Petra und Jürgen Berger präsentieren die Würenlos App.

Alex Spichale

Wer sich bisher über Würenlos informieren wollte, musste unzählige Merkblätter oder Broschüren durchwühlen. Das ist nun ganz anders: Petra und Jürgen Berger haben eine App entwickelt, deren Inhalt sich fast ausschliesslich auf die Aktivitäten im Dorf ausgerichtet ist.

Wer die App auf sein Gerät herunterlädt, erfährt vieles über Würenlos, seine Einwohner, seine Vereine, seine Verwaltung und sein Gewerbe.

Da gibt es Rubriken mit Notfallnummern, mit den Fahrplänen von Bus und Bahn, mit der Gastronomie aber auch mit den Öffnungszeiten der Gemeindebibliothek Wettingen oder den Kinos der Region Baden-Wettingen.

Die Seiten sind übersichtlich aufgebaut, mit einem Layout, das sich über die verschiedenen Ebenen wiederholt. «Die Icons dürfen nicht zu klein sein, damit sie gut bedient werden können.» Seit Anfang Monat kann die App von den Nutzern auf ihr Handy oder Tablett geladen werden.

Das kostet nichts. «Wir hoffen, dass möglichst viele Leute unsere App nutzen», sagt sie.

App wird immer weiter entwickelt

Seit dem Frühjahr haben sie die Idee einer App für Würenlos verfolgt und immer konkreter werden lassen.

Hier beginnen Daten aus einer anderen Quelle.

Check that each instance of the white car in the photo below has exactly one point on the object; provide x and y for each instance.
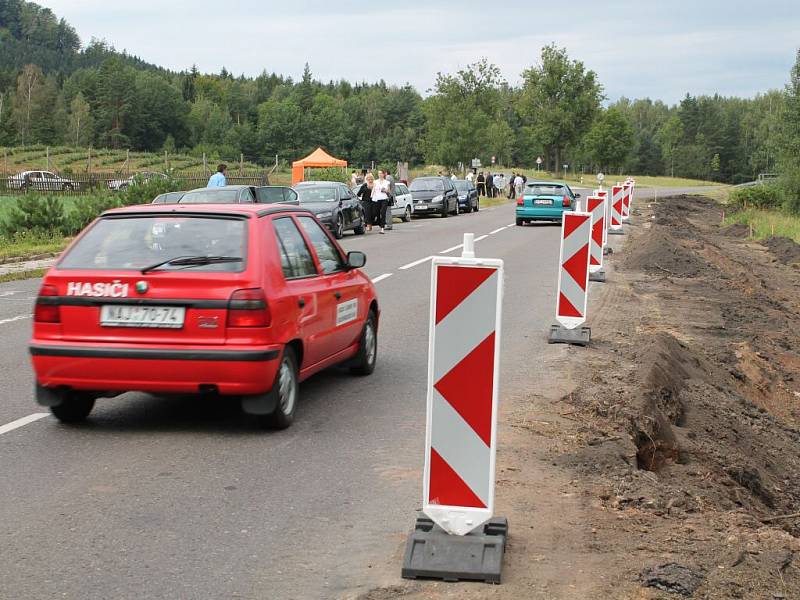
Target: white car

Obwohl mit der IT-Branche vertraut, war es für sie neues Gebiet.

In stundenlanger Arbeit haben sie das Layout für die App entworfen und den Inhalt fixiert: «Wir haben drei Schwerpunkte, Informationen der Gemeinde, News und eine Agenda.» Sie sind sie überzeugt, dass ihre App die Bedürfnisse der Nutzer erfüllen wird.

«Fertig sind wir aber nie, denn die App wird immer weiter entwickelt und ausgebaut», sagt Petra Berger. Sie hoffen, möglichst viele Vereine und Unternehmen zu gewinnen, die mit der App über ihre Aktivitäten informieren wollen. Diese müssen eine Gebühr bezahlen, mit der Bergers den Betrieb finanzieren.

Innert dreier Wochen akzeptiert

Neben dem Inhaltlichen galt es, die technischen Anforderungen zu erfüllen. Dabei stehen mit einer Gesamtabdeckung von rund 90 Prozent die Handys mit den Betriebssystem Apple und Android im Vordergrund.

Beide Anbieter sind an möglichst vielen gut funktionierenden Apps interessiert, weil so der Marktwert ihrer Produkte erhöht werden kann. «Deshalb stellen sie die Programmiersprachen öffentlich und gratis zur Verfügung», sagt Jürgen Berger.

Die fertigen Apps mussten sie den Betreibern der App-Stores zur Kontrolle unterbreiten: «Das kostete uns rund 1000 Franken.»

Nur wenn deren klare Bedingungen erfüllt sind, werden die Apps freigeschaltet: «Die Apps dürfen keine Viren enthalten, keine anstössigen Inhalte vermitteln und müssen einwandfrei programmiert sein.» Jürgen Berger ist stolz darauf, dass seine App ohne Beanstandung innert dreier Wochen akzeptiert wurde.